Going makeup free

Re: Going makeup free

**EXACTLY. You have to actually BEHOLD or SEE the person’s looks to be able to comment so confidently on their physical appearance. You start off your response with this cliche quotation in which one’s opinion of a person’s looks depends upon their visual faculties…upon making a judgment after actually SEEING the person…but then you veer off to “imagining” the beauty of a person through their writing.

If one smiles at compliments and blushes at compliments we can tell that this person has a jovial character and great mesmerizing personality.

**Nope. Mesmerizing is too intense of a word. I doubt that many people would equate smiling and blushing at a compliment to having a “mesmerizing personality.” It may be said that the person is cheerful, or receives a compliment with confidence, or feels awkward/shy about the compliment. But these two acts alone don’t…at least in my opinion…equate to having a mesmerizing personality.

This will get translated into beauty in the eye of this beholder at the least. Dark circles/birth spots or beauty spots, who decides? Blesmishes/scars or markers of life/character? Colour/length of hair, skin colour don’t have to translate into beauty and neither do proportion of facial features or height/weight. Some people find shorter people better looking and others tall people. Some find skinny people good looking and in other countries those with more weight are seen as better looking. Sure there are extremes in either side. I find if you like someone’s words, their personality and if you can relate to them you will find them beautiful no matter if you have not seen them yet.

**Yes, physical beauty is in the eye of the beholder. Some people like shorter individuals and others prefer taller ones and bla bla bla. But the fact remains that the subjective opinions are formed after SEEING the individual in person or perhaps an actual photograph of them. What you’re doing is stretching a connection between writing and their looks. It’s a stretch. A bigger stretch than physical beauty is in the eye of the beholder.

**Have you asked yourself why it’s not accepted by many? It’s not necessary that others should agree with your views. But think about it. Generally speaking, people are more accepting of compliments that have a degree of objectivity in them. I know that sounds like an oxymoron thing to say when compliments are opinions and therefore subjective. But what I mean is that let’s say that you were to compliment someone on their writing. Although others might not like the writing, the writer will appreciate the comment because they know that you have actuallyread their work. A person is more likely to be flattered by a compliment on their looks if the praiser has actually seen their face. Without doing so, it reads as excessive, ott, ingenuine, may even produce feelings of awkwardness.

I did not mention hoor or pari or apsara because I’ve never met one so I don’t know how they look like.

**Exactly. Just as you haven’t met the posters in real life and so you don’t know what they look like to so confidently attribute some sort of epithet to their looks.

**Yup. Savera. That’s ALL you have to go by. You’re very limited.
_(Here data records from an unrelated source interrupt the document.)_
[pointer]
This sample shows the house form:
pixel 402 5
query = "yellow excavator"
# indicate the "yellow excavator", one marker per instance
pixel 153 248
************Some members do describe themselves and i do take their words to mean that since they match their writing. I am sorry for not taking your words seriously about the circles. You know more than me obviously about your looks. I’ve just heard this comment about dark circles by many desi girls and i feel sometimes they under-estimate themselves. Of course unless i see you i cannot make a judgment. I didn’t mean to downplay your own views of your dark circles.

I do feel you can tell how someone is from their writing. Perhaps i should compliment words and personalities instead of physical. Some can say you can’t tell someone’s personality by looking at words you need to have a conversation. I think that’s stretching it as well. for example when i read Jolie’s words i feel like she has a royal presence about her befitting a Punjabi princess of past. I can’t not think of that impression once that impression is made in my mind. There were a few posts that suggested it so that’s why i made the link.

I will be mindful not to make such deductions in future.

i don’t ask that it is accepted by many. It’s just the way i think. I don’t really talk that much about appearances. Most of the time it is about other less superficial things.
Perhaps rather than commenting on appearance and dark circles, it would be better if i say that i like how your long messages are thorough, wise and flow well. They indicate you are logical, systematic and have an eye for fine detail. Would that seem more appropriate, respectful and less bollywood-intense?